基于大型语言模型的恶意软件分析语义预处理方法 (Semantic Preprocessing for LLM-based Malware Analysis)

In a context of malware analysis, numerous approaches rely on Artificial Intelligence to handle a large volume of data. However, these techniques focus on data view (images, sequences) and not on an expert's view. Noticing this issue, we propose a preprocessing that focuses on expert knowledge to improve malware semantic analysis and result interpretability. We propose a new preprocessing method which creates JSON reports for Portable Executable files. These reports gather features from both static and behavioral analysis, and incorporate packer signature detection, MITRE ATT\&CK and Malware Behavior Catalog (MBC) knowledge. The purpose of this preprocessing is to gather a semantic representation of binary files, understandable by malware analysts, and that can enhance AI models' explainability for malicious files analysis. Using this preprocessing to train a Large Language Model for Malware classification, we achieve a weighted-average F1-score of 0.94 on a complex dataset, representative of market reality.
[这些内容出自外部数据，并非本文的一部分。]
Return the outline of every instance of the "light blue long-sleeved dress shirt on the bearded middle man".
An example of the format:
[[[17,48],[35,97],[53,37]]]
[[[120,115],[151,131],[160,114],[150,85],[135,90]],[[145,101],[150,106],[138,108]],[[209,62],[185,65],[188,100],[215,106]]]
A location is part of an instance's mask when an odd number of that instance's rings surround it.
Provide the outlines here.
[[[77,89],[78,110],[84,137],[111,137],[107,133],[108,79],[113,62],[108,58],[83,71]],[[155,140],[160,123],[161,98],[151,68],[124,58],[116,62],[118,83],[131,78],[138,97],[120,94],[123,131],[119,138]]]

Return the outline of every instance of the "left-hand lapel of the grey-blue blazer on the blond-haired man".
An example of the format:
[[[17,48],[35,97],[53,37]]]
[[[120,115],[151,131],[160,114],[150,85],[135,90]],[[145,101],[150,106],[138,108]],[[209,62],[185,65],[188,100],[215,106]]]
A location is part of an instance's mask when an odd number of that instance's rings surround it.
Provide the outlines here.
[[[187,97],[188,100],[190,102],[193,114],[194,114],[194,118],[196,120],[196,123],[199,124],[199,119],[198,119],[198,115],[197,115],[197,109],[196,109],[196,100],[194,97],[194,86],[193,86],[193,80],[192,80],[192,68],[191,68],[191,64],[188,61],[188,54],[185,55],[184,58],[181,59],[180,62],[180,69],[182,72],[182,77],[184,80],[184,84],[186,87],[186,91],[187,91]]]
翻译：在恶意软件分析领域，众多方法依赖人工智能处理海量数据。然而，现有技术主要关注数据视图（如图像、序列），而忽视了专家视角。针对这一问题，我们提出一种聚焦专家知识的预处理方法，以提升恶意软件语义分析的效果与结果可解释性。我们设计了一种新型预处理方法，可为可移植可执行文件生成JSON格式报告。这些报告汇集了静态分析与行为分析的特征，并整合了加壳签名检测、MITRE ATT&CK框架及恶意软件行为目录知识。该预处理旨在构建二进制文件的语义表征，使其既能为恶意软件分析师理解，又能增强人工智能模型在恶意文件分析中的可解释性。通过采用此预处理方法训练用于恶意软件分类的大型语言模型，我们在代表市场真实情况的复杂数据集上取得了0.94的加权平均F1分数。